According to Tone Madisons Reid Kurkerewicz, Gastrow is an example of "new games criticism", a reviewing approach inspired by New Journalism. Gastrow has been noted as a "fierce consumer advocate, deeply skeptical of corporate marketing machines." For instance, he has criticized Nintendo for demonetizing his review of Super Mario Odyssey (2017) on copyright grounds, and Microsoft for its business practices, including the cancellation of their Summer of Arcade deal. In his 2017 video "Game Critics", Gastrow denounced websites such as IGN for their decentralized opinions, poor writing, "the fuzzy ethics of building relationships with the companies [they're] meant to cover," and the divide between critics and audiences.

==Reputation==
Gene Park of The Washington Post described Gastrow as one of the most influential critics on YouTube, noting he has inspired a number of imitators, and called him the Lester Bangs of video games. Like Bangs, Park wrote, Gastrow is an industry outsider, has created modern vernacular, and is an advocate for consumers. Patrick Klepek, writing for Vice, said Gastrow is one of the few YouTubers to whom he subscribes, calling him "a video editing maestro whose ability to make you laugh and understand why a game's interesting at the same time is unmatched.
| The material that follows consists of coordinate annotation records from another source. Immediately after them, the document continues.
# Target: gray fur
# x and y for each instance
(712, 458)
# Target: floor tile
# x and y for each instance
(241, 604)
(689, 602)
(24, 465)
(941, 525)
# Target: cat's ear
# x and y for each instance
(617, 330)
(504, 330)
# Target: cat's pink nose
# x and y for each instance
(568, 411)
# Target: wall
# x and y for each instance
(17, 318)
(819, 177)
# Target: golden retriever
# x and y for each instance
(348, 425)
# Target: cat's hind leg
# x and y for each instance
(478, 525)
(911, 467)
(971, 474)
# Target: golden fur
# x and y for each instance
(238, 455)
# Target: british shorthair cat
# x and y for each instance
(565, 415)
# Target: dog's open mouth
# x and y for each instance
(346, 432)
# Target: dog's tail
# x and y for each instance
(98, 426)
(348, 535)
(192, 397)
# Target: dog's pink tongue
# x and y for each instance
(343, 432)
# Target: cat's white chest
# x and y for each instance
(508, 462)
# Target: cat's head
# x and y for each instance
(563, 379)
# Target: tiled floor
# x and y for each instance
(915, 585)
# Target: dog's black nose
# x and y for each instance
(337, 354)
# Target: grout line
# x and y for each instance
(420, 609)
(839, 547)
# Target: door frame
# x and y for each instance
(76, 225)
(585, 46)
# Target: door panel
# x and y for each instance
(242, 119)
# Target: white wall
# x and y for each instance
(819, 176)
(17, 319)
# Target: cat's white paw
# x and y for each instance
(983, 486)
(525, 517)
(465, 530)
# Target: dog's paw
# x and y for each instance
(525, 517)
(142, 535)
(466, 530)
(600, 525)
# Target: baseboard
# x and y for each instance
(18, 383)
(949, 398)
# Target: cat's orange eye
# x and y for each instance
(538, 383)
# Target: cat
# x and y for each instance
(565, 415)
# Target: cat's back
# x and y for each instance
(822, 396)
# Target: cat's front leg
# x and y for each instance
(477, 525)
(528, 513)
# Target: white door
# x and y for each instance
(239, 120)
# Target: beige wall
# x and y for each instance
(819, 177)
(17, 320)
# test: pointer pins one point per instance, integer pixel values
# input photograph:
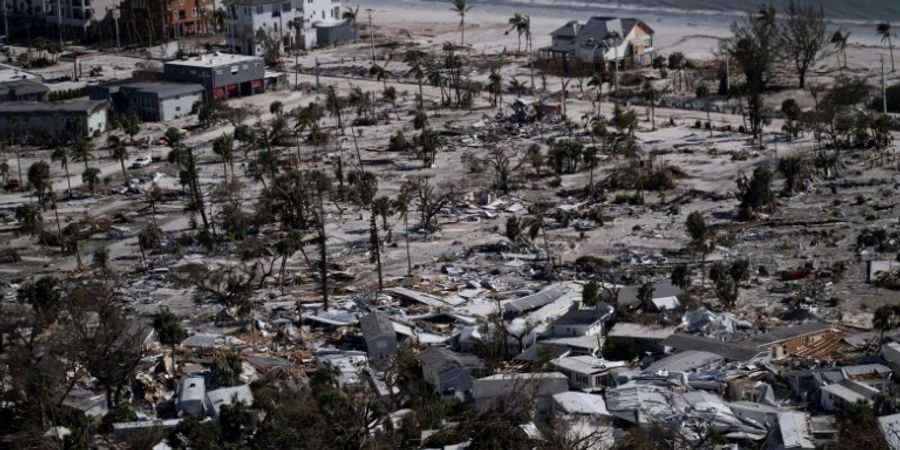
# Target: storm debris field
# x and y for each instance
(445, 234)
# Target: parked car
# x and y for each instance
(142, 161)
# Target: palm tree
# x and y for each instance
(495, 87)
(517, 87)
(885, 30)
(298, 24)
(596, 82)
(515, 23)
(839, 41)
(39, 179)
(401, 207)
(91, 176)
(149, 239)
(168, 329)
(380, 73)
(350, 15)
(460, 7)
(286, 247)
(652, 95)
(119, 152)
(614, 39)
(537, 226)
(335, 105)
(61, 154)
(415, 60)
(223, 147)
(82, 151)
(702, 93)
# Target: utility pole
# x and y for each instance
(5, 25)
(116, 14)
(371, 34)
(727, 74)
(59, 21)
(883, 87)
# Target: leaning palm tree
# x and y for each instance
(596, 82)
(460, 7)
(350, 16)
(82, 151)
(702, 93)
(885, 30)
(515, 23)
(61, 154)
(381, 73)
(537, 226)
(415, 60)
(839, 41)
(401, 207)
(91, 176)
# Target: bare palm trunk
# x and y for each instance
(408, 258)
(376, 244)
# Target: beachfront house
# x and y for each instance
(450, 373)
(255, 27)
(601, 42)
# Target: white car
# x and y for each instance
(142, 161)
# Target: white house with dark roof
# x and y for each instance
(379, 333)
(450, 373)
(603, 40)
(251, 24)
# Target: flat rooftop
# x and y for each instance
(71, 106)
(214, 60)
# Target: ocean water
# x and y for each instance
(849, 11)
(856, 15)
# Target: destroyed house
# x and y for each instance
(602, 40)
(840, 397)
(378, 331)
(660, 299)
(228, 396)
(580, 403)
(586, 372)
(23, 90)
(648, 338)
(539, 387)
(534, 301)
(813, 339)
(579, 322)
(688, 361)
(794, 431)
(191, 396)
(730, 351)
(450, 373)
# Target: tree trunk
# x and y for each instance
(323, 268)
(408, 258)
(124, 172)
(377, 247)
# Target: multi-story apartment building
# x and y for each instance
(253, 26)
(222, 76)
(76, 17)
(179, 17)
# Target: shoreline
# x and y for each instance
(862, 31)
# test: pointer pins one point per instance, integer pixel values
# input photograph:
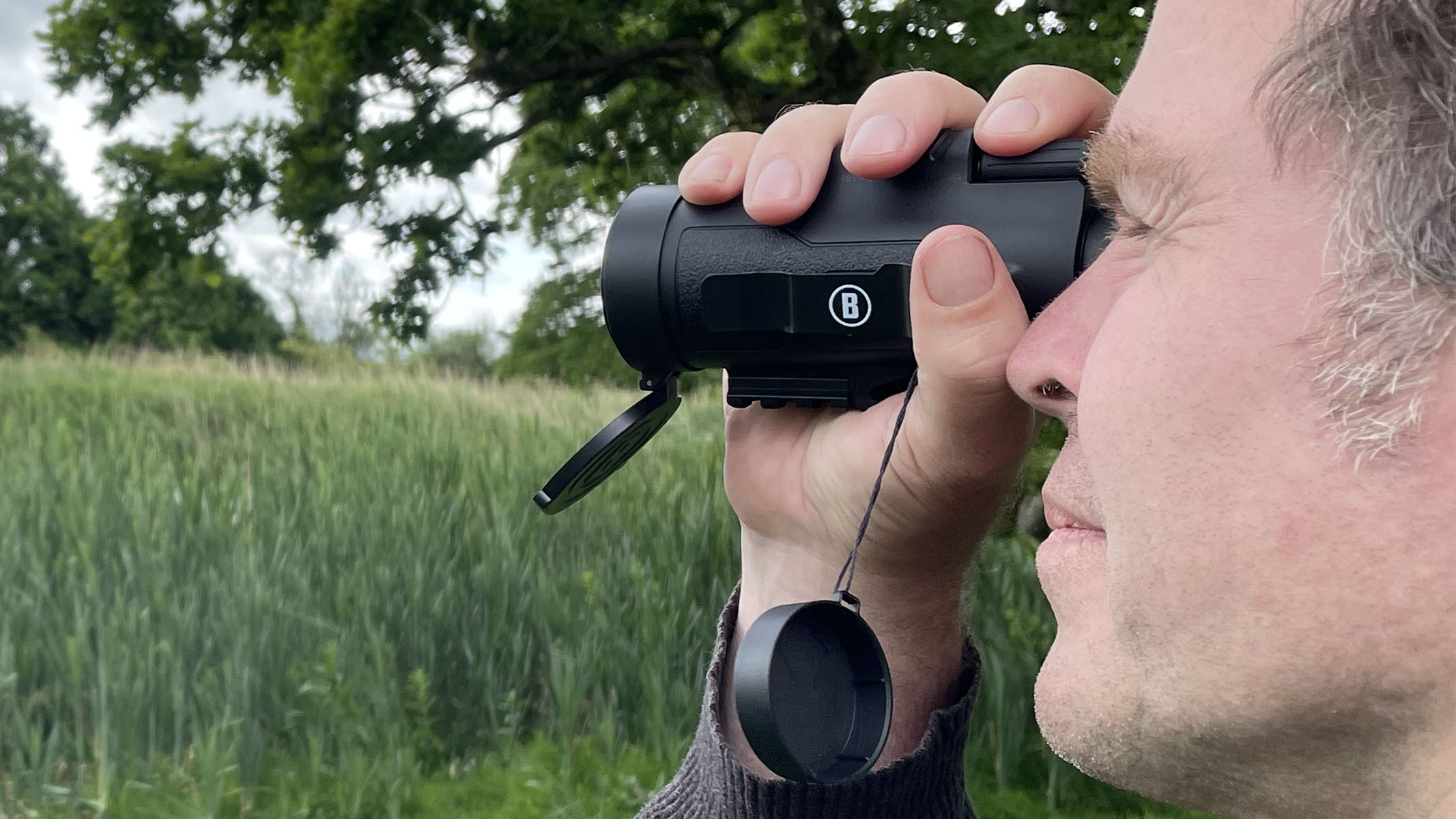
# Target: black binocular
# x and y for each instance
(816, 313)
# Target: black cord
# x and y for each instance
(874, 495)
Even my wife, who barely plays games, loves Dunkey." Gastrow's ban from League of Legends for verbal abuse divided his followers; some defended him while others expressed surprise he considered insulting other players acceptable.

==Personal life==
Gastrow was born on January 30, 1991. He has lived in Milwaukee and Madison, Wisconsin. Gastrow's mother is a second grade teacher. In September 2019, Gastrow married fellow YouTuber Leah Bee. In July 2023, Gastrow and Leah announced they were expecting their first child, a girl, who was born in October.

It is a common misconception and a running gag on the channel that Gastrow is black, which Leah attributes to his voice and the fact that he rarely shows his face in videos.